25 S.E.2d 363, 181 Va. 417, 1943 Va. LEXIS 195
CourtSupreme Court of Virginia
DecidedApril 26, 1943
DocketRecord No. 2513
StatusPublished
Cited by12 cases

This text of 25 S.E.2d 363 (Craddock-Terry Co. v. Powell) is published on Counsel Stack Legal Research, covering Supreme Court of Virginia primary law. Counsel Stack provides free access to over 12 million legal documents including statutes, case law, regulations, and constitutions.

Bluebook
Craddock-Terry Co. v. Powell, 25 S.E.2d 363, 181 Va. 417, 1943 Va. LEXIS 195 (Va. 1943).

Opinions

Hudgins, J.,

delivered the opinion of the court.

The facts are stated in the original opinions, delivered October 12, 1942, Craddock-Terry Co. v. Powell, 180 Va. 242, 22 S. E. (2d) 30. However, a more chronological and detailed statement is deemed advisable.

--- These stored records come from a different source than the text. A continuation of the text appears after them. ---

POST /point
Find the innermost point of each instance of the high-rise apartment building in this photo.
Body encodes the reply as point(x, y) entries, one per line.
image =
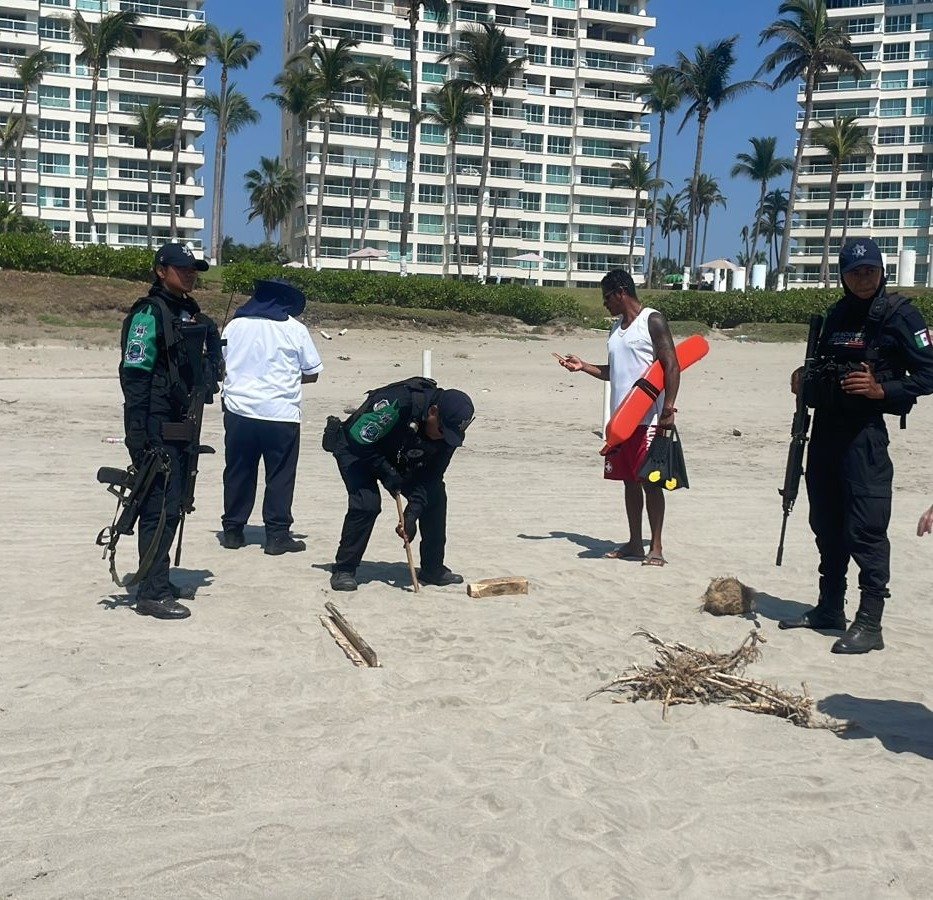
point(55, 153)
point(888, 192)
point(556, 134)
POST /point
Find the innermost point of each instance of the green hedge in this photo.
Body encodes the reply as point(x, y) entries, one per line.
point(40, 253)
point(528, 304)
point(726, 310)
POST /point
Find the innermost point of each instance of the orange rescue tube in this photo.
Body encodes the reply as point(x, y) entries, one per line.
point(644, 392)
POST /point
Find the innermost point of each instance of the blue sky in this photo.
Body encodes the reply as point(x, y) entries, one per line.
point(682, 24)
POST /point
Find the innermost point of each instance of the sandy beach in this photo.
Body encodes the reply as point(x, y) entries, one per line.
point(239, 753)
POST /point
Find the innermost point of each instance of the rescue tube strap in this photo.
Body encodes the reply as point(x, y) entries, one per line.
point(648, 388)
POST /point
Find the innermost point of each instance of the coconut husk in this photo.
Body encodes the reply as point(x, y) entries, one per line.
point(728, 597)
point(682, 674)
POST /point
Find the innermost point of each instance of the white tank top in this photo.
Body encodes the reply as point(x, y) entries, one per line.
point(631, 352)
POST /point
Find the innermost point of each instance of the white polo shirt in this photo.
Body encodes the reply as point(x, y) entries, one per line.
point(264, 362)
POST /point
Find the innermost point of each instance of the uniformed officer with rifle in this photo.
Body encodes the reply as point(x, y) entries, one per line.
point(403, 436)
point(874, 357)
point(170, 366)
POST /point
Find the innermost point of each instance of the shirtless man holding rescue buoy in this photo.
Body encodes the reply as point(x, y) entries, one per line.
point(639, 336)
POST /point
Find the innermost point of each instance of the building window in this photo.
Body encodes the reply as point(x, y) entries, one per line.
point(557, 115)
point(534, 114)
point(897, 52)
point(54, 130)
point(894, 108)
point(431, 164)
point(886, 218)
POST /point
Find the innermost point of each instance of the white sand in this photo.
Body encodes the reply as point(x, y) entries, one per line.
point(240, 754)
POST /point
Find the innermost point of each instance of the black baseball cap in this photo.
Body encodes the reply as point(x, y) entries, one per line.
point(859, 252)
point(456, 412)
point(179, 256)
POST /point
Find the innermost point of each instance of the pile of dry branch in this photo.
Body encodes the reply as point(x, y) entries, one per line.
point(682, 674)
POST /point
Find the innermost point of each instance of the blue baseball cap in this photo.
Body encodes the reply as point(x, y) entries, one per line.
point(455, 410)
point(859, 252)
point(179, 256)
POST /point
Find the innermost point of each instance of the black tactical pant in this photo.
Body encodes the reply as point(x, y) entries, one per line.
point(155, 586)
point(365, 503)
point(849, 476)
point(245, 442)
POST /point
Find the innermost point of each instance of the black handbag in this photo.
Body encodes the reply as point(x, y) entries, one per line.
point(665, 464)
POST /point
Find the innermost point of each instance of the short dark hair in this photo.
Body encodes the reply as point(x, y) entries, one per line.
point(618, 280)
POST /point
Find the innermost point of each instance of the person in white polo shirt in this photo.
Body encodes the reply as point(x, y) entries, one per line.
point(268, 356)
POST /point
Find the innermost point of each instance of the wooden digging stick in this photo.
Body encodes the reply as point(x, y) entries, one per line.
point(411, 562)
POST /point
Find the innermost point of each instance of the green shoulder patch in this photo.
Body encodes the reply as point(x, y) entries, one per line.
point(374, 425)
point(141, 348)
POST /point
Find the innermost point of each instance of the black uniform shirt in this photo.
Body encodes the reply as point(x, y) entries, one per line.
point(904, 363)
point(387, 434)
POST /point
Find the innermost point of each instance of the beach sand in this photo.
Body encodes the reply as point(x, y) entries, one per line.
point(239, 753)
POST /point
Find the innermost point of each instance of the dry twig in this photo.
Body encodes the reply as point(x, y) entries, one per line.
point(682, 674)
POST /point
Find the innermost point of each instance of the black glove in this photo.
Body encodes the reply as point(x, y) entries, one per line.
point(411, 523)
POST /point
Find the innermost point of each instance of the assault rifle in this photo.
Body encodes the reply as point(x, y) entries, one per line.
point(131, 487)
point(798, 434)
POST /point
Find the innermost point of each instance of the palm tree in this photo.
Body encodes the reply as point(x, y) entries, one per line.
point(452, 106)
point(189, 48)
point(708, 196)
point(486, 67)
point(762, 166)
point(667, 210)
point(273, 192)
point(704, 82)
point(438, 10)
point(842, 140)
point(149, 130)
point(233, 51)
point(382, 82)
point(232, 112)
point(811, 43)
point(636, 176)
point(297, 96)
point(661, 96)
point(332, 71)
point(9, 141)
point(115, 31)
point(30, 71)
point(772, 215)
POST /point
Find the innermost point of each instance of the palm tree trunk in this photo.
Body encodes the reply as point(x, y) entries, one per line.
point(412, 129)
point(827, 230)
point(795, 174)
point(176, 149)
point(755, 230)
point(325, 148)
point(19, 152)
point(220, 152)
point(151, 197)
point(372, 180)
point(483, 173)
point(694, 213)
point(91, 142)
point(453, 181)
point(845, 230)
point(654, 203)
point(631, 243)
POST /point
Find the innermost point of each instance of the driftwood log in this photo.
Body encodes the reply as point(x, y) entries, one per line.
point(498, 587)
point(362, 653)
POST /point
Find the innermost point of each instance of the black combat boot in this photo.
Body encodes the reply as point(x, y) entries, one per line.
point(823, 617)
point(166, 608)
point(864, 634)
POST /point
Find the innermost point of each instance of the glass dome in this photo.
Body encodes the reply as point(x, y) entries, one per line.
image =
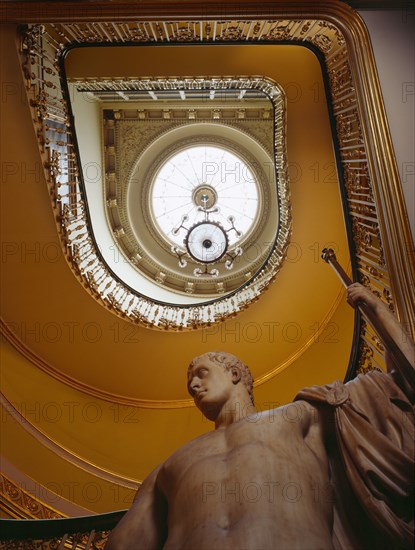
point(202, 179)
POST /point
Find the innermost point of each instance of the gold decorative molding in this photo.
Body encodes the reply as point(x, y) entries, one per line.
point(65, 453)
point(374, 205)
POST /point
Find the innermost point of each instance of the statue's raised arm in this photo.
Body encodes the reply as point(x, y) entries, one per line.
point(357, 293)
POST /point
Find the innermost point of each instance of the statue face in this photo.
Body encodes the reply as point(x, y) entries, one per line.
point(210, 385)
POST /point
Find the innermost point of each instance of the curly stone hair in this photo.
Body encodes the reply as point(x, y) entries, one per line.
point(227, 361)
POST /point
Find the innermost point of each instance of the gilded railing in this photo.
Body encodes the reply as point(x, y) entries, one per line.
point(354, 109)
point(83, 533)
point(56, 138)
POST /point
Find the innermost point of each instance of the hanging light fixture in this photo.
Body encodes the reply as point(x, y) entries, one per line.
point(206, 242)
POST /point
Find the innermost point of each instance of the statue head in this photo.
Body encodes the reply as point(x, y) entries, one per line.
point(228, 362)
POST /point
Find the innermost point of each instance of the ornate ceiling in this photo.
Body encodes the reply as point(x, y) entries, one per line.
point(96, 397)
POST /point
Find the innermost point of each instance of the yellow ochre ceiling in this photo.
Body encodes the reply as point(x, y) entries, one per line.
point(73, 350)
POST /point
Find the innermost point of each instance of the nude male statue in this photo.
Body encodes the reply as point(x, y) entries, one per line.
point(268, 480)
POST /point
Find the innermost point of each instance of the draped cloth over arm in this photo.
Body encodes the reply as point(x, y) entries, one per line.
point(374, 427)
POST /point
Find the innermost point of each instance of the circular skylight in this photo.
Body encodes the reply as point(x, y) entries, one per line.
point(204, 179)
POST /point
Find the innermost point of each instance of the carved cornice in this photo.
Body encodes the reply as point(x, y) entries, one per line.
point(365, 149)
point(19, 503)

The Craddock-Terry Company was chartered by an order of the Corporation Court of the city of Lynchburg on the [424]*42412th day of November, 1898. On December 17, 1901, the Corporation Court granted the company an amendment to its charter. The charter and this amendment authorized the company to issue stock, all of the same class, not in excess of $500,000. Pursuant to a constitutional mandate (sec. 154), the General Assembly passed an act entitled “An Act Concerning Corporations” (Acts 1902-3-4, p. 437; Code 1919, ch. 147, sec. 3776), which became effective on May 21, 1903. By this act the Corporation Commission was given exclusive authority to issue and amend charters of all corporations. After May 21, 1903, the Craddock-Terry Company applied to the Corporation Commission for and obtained several amendments to its charter. The last amendment was approved by the Corporation Commission on April 26, 1921. Under the charter as amended, the company was authorized to increase its capital stock to $10,-000,000 and to issue preferred stock of three classes, as well as common stock, all shares to be of the par value of $100 each.- The number of shares of the four classes of stock which were outstanding at the time this controversy aróse were:

First Preferred..................12,500

Second Preferred................12,500

Class C Preferred................ 9,956

Common........i..............32,514

The first preferred stock was entitled to cumulative preferential dividends of six per cent, per annum and to “be preferred as to assets in liquidation.” It had certain participating rights in the event dividends on the common stock should exceed $12 per share in any year. After six months’ default in dividends and until all arrears should be paid, this class of stock was entitled to one vote per share on all matters of corporate interest. In addition, it was entitled to the benefit of two protective covenants: (a) That no lien should be placed on the properties of the [425]*425company without providing first for the retirement of the first preferred stock with accumulated dividends; and (b) that no dividends should be paid on the common stock unless capital and surplus should be at least double “the amount of outstanding preferred.”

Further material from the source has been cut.